GE Capital Services Signs Deal to Take 'Significant' Stake in Gemplus

GE Capital Services said Monday that it has signed an agreement to buy an equity interest in the smart card maker Gemplus.

The companies would not reveal the size or value of the stake but called it "significant."

The deal will team the largest producer of chip-embedded plastic cards, which is based in Gemenos, France, with the financial services subsidiary of the U.S.-based industrial giant General Electric Co.

GE Capital, a major issuer of private-label credit cards, appears to be placing its considerable prestige behind the emerging card technology. It did something similar last year with an equity interest in First Virtual Holdings, developer of an Internet payment system.

The Gemplus alliance "will help GE Capital to consolidate its position in financial services for consumers," said David Nissen, president and chief executive officer of GE Capital Global Consumer Finance, in a prepared statement.

The companies were not specific about their plans but said they would "work together to develop new products and services."
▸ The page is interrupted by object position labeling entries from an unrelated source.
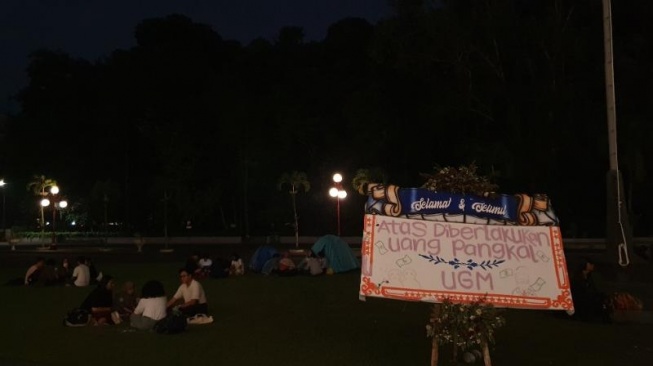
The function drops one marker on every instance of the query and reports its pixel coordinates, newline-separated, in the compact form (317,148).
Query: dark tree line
(202,127)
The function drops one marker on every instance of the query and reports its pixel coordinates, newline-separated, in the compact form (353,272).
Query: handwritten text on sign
(515,266)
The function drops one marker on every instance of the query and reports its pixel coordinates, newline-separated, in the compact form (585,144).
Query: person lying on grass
(100,301)
(190,294)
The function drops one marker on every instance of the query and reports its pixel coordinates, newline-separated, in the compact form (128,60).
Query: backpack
(77,318)
(171,324)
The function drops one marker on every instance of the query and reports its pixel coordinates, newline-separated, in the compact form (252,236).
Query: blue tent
(260,256)
(337,252)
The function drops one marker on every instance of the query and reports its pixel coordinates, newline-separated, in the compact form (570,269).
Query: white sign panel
(509,266)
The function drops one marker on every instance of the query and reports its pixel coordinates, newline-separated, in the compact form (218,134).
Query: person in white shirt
(32,274)
(190,294)
(81,274)
(150,308)
(237,267)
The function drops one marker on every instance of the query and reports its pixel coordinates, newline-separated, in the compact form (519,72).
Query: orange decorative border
(562,302)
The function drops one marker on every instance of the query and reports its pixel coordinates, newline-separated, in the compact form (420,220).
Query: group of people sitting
(142,312)
(283,265)
(203,266)
(46,273)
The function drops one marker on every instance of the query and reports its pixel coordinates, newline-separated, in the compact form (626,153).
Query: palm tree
(364,177)
(37,186)
(296,180)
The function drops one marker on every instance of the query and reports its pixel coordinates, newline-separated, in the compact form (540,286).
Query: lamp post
(4,217)
(338,193)
(57,203)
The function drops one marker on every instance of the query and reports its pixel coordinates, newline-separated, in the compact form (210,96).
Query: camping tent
(338,253)
(261,255)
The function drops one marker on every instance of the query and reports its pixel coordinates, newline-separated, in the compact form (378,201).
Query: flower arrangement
(464,325)
(463,179)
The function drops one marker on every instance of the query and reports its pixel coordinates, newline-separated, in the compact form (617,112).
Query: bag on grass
(77,318)
(171,324)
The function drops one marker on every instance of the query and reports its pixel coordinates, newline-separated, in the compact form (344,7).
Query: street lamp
(338,193)
(57,203)
(4,217)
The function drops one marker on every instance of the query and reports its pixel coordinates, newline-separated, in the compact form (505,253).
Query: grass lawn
(290,321)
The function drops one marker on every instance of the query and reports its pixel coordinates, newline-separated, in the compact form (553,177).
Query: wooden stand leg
(486,355)
(434,352)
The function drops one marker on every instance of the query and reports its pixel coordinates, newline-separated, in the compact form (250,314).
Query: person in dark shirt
(100,301)
(590,302)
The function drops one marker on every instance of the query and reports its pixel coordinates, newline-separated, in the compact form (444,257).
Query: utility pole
(618,231)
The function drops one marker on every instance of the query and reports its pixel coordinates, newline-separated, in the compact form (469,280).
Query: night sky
(91,29)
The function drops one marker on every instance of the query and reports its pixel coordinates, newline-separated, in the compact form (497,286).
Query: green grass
(290,321)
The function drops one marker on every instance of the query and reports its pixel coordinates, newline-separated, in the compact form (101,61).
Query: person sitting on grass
(286,266)
(590,302)
(219,268)
(81,276)
(34,271)
(151,307)
(100,301)
(310,265)
(124,302)
(190,294)
(205,264)
(237,267)
(64,272)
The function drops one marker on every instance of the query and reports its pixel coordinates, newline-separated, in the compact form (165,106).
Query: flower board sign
(510,266)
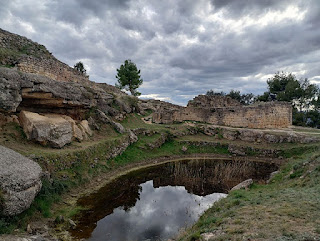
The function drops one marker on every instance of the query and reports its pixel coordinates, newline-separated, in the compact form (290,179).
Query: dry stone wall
(260,115)
(31,57)
(51,68)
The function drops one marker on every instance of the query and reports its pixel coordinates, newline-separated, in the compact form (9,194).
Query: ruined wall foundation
(259,115)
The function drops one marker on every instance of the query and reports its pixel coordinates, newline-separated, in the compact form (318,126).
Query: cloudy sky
(183,47)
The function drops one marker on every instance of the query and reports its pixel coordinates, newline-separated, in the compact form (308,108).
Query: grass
(78,163)
(286,209)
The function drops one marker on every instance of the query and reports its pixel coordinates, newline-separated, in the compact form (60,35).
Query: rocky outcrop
(53,129)
(207,101)
(49,129)
(19,181)
(257,136)
(224,111)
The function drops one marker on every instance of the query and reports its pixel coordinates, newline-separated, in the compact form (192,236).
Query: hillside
(82,135)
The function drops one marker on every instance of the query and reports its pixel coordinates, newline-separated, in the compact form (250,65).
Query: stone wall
(261,115)
(31,57)
(50,67)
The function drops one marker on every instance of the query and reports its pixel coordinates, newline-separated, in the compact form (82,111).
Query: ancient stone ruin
(224,111)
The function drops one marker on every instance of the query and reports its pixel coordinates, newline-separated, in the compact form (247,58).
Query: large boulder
(50,129)
(19,181)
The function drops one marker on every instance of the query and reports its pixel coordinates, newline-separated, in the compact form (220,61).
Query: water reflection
(155,202)
(158,214)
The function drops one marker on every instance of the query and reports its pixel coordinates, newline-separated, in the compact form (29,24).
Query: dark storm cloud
(182,47)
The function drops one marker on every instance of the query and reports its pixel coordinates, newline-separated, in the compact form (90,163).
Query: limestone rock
(50,129)
(84,125)
(19,181)
(132,137)
(118,127)
(243,185)
(77,134)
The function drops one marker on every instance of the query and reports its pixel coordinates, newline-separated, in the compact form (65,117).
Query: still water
(154,203)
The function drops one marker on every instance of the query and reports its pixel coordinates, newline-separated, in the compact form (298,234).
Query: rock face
(19,181)
(53,129)
(50,129)
(224,111)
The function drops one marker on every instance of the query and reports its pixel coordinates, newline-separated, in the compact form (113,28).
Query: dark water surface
(154,203)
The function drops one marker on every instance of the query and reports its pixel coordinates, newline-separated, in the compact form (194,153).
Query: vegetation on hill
(129,77)
(304,96)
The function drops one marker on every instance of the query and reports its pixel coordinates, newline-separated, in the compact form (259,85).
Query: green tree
(285,87)
(129,77)
(80,67)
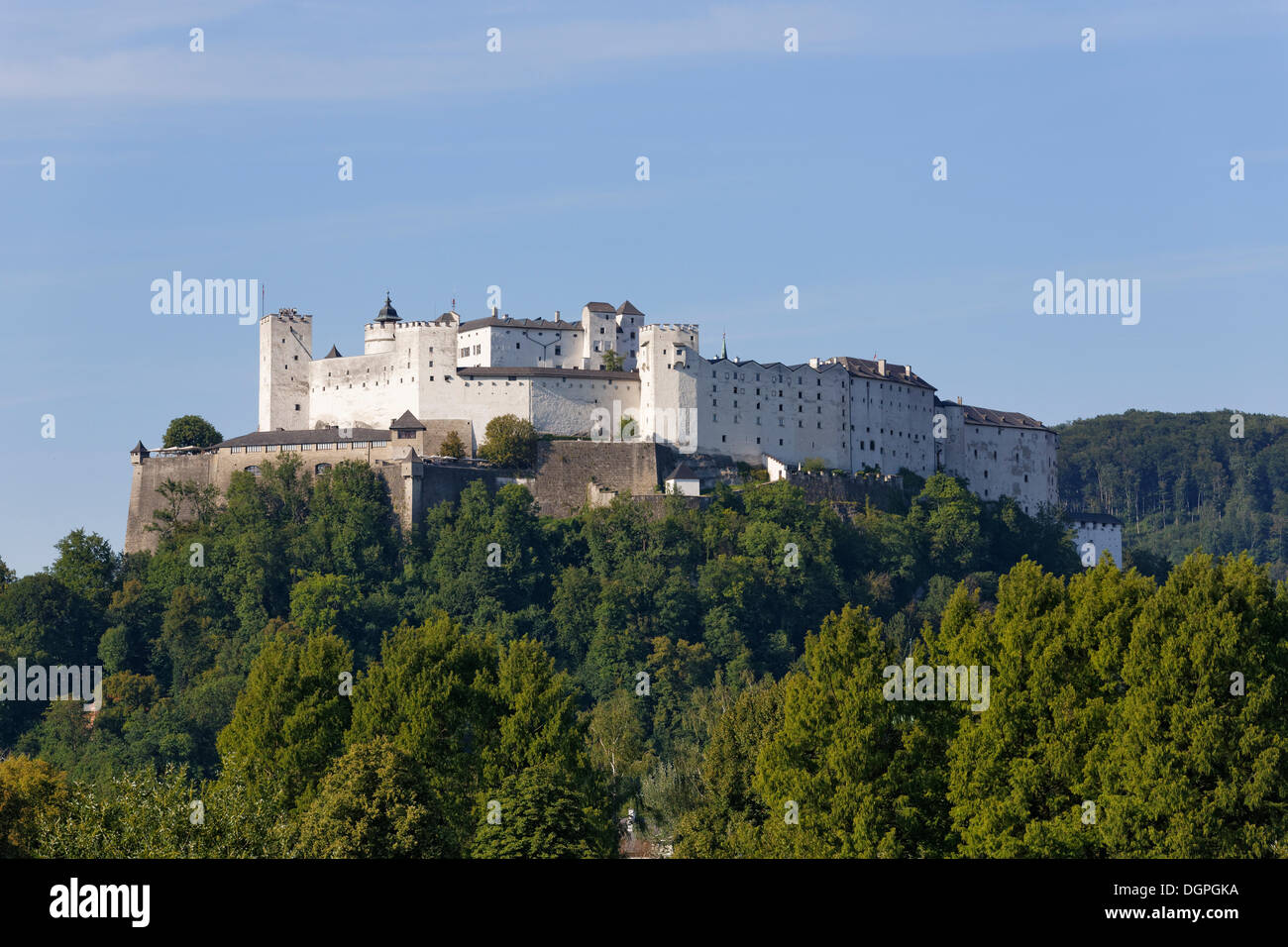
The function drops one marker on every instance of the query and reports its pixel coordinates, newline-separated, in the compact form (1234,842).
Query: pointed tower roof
(408,421)
(386,312)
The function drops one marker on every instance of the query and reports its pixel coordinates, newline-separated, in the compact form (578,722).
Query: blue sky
(518,169)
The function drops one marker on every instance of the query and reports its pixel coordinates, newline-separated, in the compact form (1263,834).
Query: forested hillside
(501,684)
(1181,480)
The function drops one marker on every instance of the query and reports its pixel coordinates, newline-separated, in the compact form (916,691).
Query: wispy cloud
(322,52)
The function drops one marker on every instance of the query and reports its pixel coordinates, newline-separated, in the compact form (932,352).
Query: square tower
(284,354)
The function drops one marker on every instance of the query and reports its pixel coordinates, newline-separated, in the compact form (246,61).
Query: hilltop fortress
(609,376)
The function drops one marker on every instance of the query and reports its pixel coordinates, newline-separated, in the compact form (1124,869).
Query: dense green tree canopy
(191,431)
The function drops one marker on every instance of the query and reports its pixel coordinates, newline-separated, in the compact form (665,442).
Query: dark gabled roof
(406,421)
(518,324)
(1001,419)
(1093,517)
(309,436)
(528,371)
(868,368)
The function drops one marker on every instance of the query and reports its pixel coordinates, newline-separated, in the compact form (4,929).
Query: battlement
(671,326)
(286,316)
(402,326)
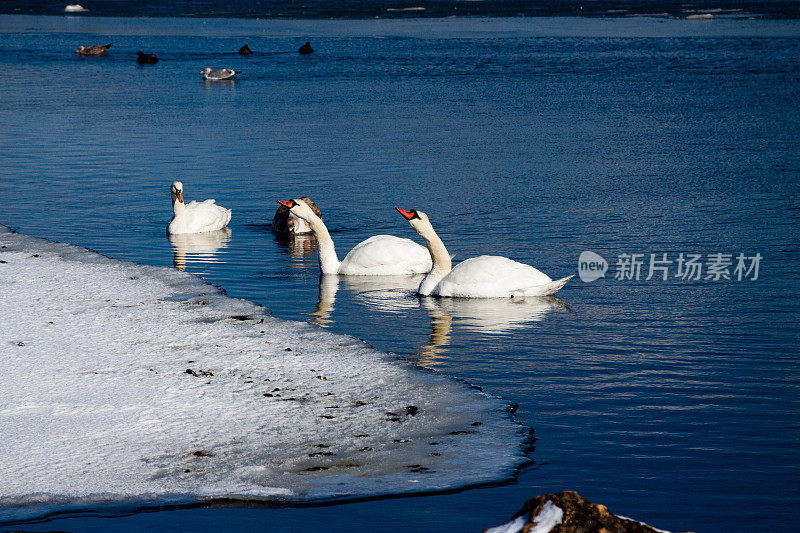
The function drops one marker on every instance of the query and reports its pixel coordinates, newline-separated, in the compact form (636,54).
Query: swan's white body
(196,217)
(217,75)
(486,276)
(381,255)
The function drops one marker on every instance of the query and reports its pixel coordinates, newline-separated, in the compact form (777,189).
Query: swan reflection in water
(300,246)
(397,295)
(198,247)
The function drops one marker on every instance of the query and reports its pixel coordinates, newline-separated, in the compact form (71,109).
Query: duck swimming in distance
(146,59)
(218,75)
(381,255)
(195,217)
(93,51)
(486,276)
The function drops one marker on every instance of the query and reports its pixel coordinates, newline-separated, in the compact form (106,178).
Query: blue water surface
(675,401)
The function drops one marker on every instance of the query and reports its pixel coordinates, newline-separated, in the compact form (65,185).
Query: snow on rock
(568,512)
(130,383)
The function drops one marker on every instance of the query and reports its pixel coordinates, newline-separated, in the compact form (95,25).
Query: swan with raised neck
(486,276)
(380,255)
(195,217)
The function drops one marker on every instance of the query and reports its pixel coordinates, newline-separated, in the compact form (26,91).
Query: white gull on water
(131,383)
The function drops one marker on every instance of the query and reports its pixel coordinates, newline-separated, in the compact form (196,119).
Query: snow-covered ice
(129,383)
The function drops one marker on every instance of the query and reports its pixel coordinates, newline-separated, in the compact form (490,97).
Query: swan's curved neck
(442,264)
(178,208)
(328,260)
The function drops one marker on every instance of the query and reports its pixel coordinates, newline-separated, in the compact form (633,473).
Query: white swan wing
(490,276)
(386,255)
(206,216)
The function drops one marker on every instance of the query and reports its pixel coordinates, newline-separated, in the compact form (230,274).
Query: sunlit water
(676,402)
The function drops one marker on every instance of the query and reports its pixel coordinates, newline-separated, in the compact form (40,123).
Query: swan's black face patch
(408,214)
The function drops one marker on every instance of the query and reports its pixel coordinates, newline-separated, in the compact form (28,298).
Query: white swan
(381,255)
(486,276)
(195,217)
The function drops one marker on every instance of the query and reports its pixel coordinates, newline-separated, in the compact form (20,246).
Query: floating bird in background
(195,217)
(94,50)
(146,59)
(217,75)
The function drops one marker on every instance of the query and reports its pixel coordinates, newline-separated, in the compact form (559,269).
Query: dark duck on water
(146,59)
(94,50)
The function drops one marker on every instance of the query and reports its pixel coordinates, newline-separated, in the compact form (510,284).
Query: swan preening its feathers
(486,276)
(195,217)
(285,222)
(381,255)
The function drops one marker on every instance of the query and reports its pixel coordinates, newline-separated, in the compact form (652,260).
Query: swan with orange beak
(195,217)
(381,255)
(486,276)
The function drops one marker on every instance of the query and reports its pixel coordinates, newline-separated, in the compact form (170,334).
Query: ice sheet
(128,383)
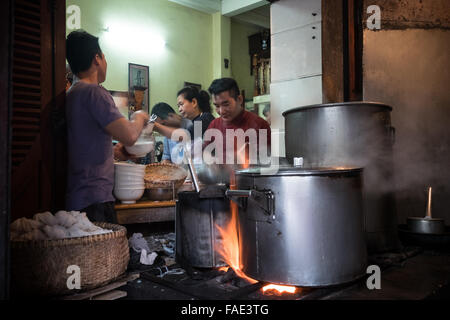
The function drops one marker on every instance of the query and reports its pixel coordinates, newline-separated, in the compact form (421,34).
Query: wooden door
(5,74)
(38,82)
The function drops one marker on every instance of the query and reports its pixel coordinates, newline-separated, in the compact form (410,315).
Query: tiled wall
(296,59)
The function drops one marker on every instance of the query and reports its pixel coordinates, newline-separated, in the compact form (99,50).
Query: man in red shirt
(236,129)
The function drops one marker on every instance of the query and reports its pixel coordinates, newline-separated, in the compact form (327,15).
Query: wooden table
(145,211)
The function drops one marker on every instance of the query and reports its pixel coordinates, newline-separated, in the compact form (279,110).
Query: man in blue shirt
(168,121)
(92,121)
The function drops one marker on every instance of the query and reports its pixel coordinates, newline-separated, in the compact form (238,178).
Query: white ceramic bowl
(128,195)
(140,148)
(129,167)
(119,184)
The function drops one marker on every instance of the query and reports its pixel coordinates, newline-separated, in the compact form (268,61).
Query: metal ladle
(428,224)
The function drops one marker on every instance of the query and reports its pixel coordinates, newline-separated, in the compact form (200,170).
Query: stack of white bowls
(129,183)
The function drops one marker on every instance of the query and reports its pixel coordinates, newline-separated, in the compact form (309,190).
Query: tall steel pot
(351,134)
(301,227)
(198,242)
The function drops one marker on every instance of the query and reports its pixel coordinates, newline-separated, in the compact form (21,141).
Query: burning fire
(279,289)
(230,250)
(230,247)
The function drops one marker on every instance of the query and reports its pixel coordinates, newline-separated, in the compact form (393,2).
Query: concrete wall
(296,61)
(406,65)
(241,60)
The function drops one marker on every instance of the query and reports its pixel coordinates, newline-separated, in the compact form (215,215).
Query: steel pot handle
(265,199)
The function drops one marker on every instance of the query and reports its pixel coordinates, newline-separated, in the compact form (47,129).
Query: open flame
(230,245)
(230,249)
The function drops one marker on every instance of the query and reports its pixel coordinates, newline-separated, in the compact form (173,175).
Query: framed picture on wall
(138,87)
(191,84)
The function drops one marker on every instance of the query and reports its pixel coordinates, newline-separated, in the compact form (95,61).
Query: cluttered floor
(411,273)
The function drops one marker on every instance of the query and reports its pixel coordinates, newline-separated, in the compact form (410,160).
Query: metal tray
(436,241)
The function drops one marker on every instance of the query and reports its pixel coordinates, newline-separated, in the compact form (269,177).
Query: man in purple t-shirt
(92,121)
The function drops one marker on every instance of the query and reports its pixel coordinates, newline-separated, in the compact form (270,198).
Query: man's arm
(127,132)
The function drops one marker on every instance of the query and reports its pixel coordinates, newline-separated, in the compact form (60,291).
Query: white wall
(296,61)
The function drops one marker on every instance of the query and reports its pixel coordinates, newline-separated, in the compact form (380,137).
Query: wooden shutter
(37,91)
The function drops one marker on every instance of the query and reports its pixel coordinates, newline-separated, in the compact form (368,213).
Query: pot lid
(340,104)
(288,170)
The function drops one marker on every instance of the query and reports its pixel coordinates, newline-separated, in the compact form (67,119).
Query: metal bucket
(351,134)
(198,241)
(301,227)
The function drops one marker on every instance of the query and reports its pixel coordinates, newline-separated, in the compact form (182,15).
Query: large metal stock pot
(301,227)
(351,134)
Gemplus, established by entrepreneurs in 1988, rang up $400 million of sales last year. The link to General Electric may give it a multinational- corporate connection to match those of its two principal competitors, Schlumberger and Bull, both industrial conglomerates in their own right.

GE Capital joins three Gemplus equity owners: the Quandt family of Germany, Singapore Technologies, and Dassault. The latter, a French terminal maker, announced a 9% holding this month.

Brigitte Baumann, Gemplus' president for the United States and Canada, said the company wants to diversify its sources of capital and get more of it from strategic partners as opposed to venture investors. She called GE Capital's move "a positive endorsement of the smart card industry and the role we play in it."

Larry Linden, a Woodbine, Md., consultant, suggested a synergy between GE Capital's "enormous volume of cards" and Gemplus' magnetic-stripe card facilities in Minneapolis, bought from DataCard Corp. in May 1995.

Mr. Linden is a former president of Malco Plastics, a U.S. card maker that competed with DataCard and is now owned by Gemplus competitor Schlumberger. He said GE Capital does its own embossing and mailing of about 30 million cards a year at a facility in Macon, Ga., but has no manufacturing capability. He said the two companies may consolidate their operations.

Noting the huge investments in the smart card business in recent years, Mr. Linden said the equity owners "are spreading their risks."